The anonymous photographer taking these pictures must have worked under immense pressure to produce flattering images of Kim Jong Il. One of the big problems is that Kim Jong Il is short built and, despite a special pair of plateau shows, consistently appears smaller than those who are supposed to be ‘below’ him. The photographer seeks to avoid this visual contradiction by photographing Kim Jong Il from a lower vantage point. This methodology is apparent in most photographs in which Kim Jong Il conducts so-called ‘tours of field guidance’ – a tradition he inherited from his father Kim Il Sung. In the photograph of Kim Jong Il looking at wheat for instance, the lower vantage point of the camera underlines his position as leader, looking forward, his gaze directed to the future, while everyone else (including the camera and by extension the viewer) is looking at him. The tragic irony in photographs of Kim Jong Il looking at his country’s agriculture is that chronic food shortages have caused millions of deaths in North Korea over the last two decades. Here, the photograph is clearly part of a propaganda apparatus that seeks to establish that the North Korean regime is capable of feeding its own people.
However, the photographs are also, although they are not intended to be, tragically funny. There is for example the image of Kim Jong Il holding a radish with this right hand. The left hand, like in most photographs of the ‘Dear Leader’, remains hidden or tucked into a pocket. The West has long been speculating that Kim Jong Il’s health is fading and that his left side of the body is partially paralyzed. In the photograph, the physical decline of Kim Jong Il is signified by the radish (the phallus) pointing downwards thus prompting a look of disapproval by the dictator. Next to Kim Jong Il is his Vice Marshal Ri Yong-Ho, one of the most senior military officers in North Korea, with a notepad. A cursory glance at the collection of photographs reveals that people standing next to or near Kim Jong Il customarily carry a notepad and a pen. They are, as it appears in the images, always prepared to make a note of sudden bursts of ingenuity exclaimed by Kim Jong Il. He is the speaker while others make note of it.
And while senior military staff and members of the Politbüro are always prepared for guidance by their leader, the photographer too, is prepared to react when Kim Jong Il indulges in his well-known eccentricities. In one image he puts on a straw hat, while in another he appears to crack a joke about a red bucket. These are the kind of uncanny moments that humanize Kim Jong Il. The photographs of him smiling and making others smile don’t sit well in the larger context of military aggression and brutal state oppression. The discomfort felt looking at these photographs of Kim Jong Il is comparable to a key scene in ‘The Downfall’ in which Adolf Hitler is depicted petting his German Shepherd. How can evil be caring? In the same way, how can evil be funny?

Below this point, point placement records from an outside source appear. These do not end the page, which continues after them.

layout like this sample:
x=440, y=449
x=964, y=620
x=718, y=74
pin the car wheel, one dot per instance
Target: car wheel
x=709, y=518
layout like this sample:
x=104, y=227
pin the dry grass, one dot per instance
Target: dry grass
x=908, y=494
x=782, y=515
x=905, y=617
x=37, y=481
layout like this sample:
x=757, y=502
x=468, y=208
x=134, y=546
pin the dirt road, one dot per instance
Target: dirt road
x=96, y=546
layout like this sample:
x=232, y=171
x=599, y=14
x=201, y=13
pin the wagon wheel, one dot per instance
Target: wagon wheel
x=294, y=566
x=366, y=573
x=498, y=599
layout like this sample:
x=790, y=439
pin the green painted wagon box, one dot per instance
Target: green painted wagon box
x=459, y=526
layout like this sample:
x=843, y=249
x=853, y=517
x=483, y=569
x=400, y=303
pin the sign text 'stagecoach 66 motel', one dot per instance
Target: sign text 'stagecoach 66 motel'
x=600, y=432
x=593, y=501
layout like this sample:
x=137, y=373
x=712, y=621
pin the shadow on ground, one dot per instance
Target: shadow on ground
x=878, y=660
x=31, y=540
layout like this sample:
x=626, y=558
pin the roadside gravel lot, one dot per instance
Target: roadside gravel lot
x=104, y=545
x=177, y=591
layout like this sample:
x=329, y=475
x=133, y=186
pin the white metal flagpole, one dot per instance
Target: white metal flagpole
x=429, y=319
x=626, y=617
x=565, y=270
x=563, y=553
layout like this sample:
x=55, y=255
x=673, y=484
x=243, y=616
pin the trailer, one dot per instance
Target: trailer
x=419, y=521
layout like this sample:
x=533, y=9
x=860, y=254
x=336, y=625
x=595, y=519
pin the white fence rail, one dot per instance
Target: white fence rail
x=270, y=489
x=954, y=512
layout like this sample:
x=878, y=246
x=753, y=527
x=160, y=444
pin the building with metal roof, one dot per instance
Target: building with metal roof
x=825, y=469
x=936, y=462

This is maybe the main reason why these photographs have become so popular recently: the uncanny desire for a visual encounter with the Other during a time in which a simple dichotomization between ‘good’ and ‘evil’ through a Bushian looking glass seems to fail. And while American and South Korean warships gather in the East China Sea in preparation for an all out war with Pyongyang, effectively turning the geopolitical gaze from Afghanistan, Iran and Iraq to North Korea, a little site depicting a little man keeps on attracting new visitors eager to look at him – trying to understand, who is this man.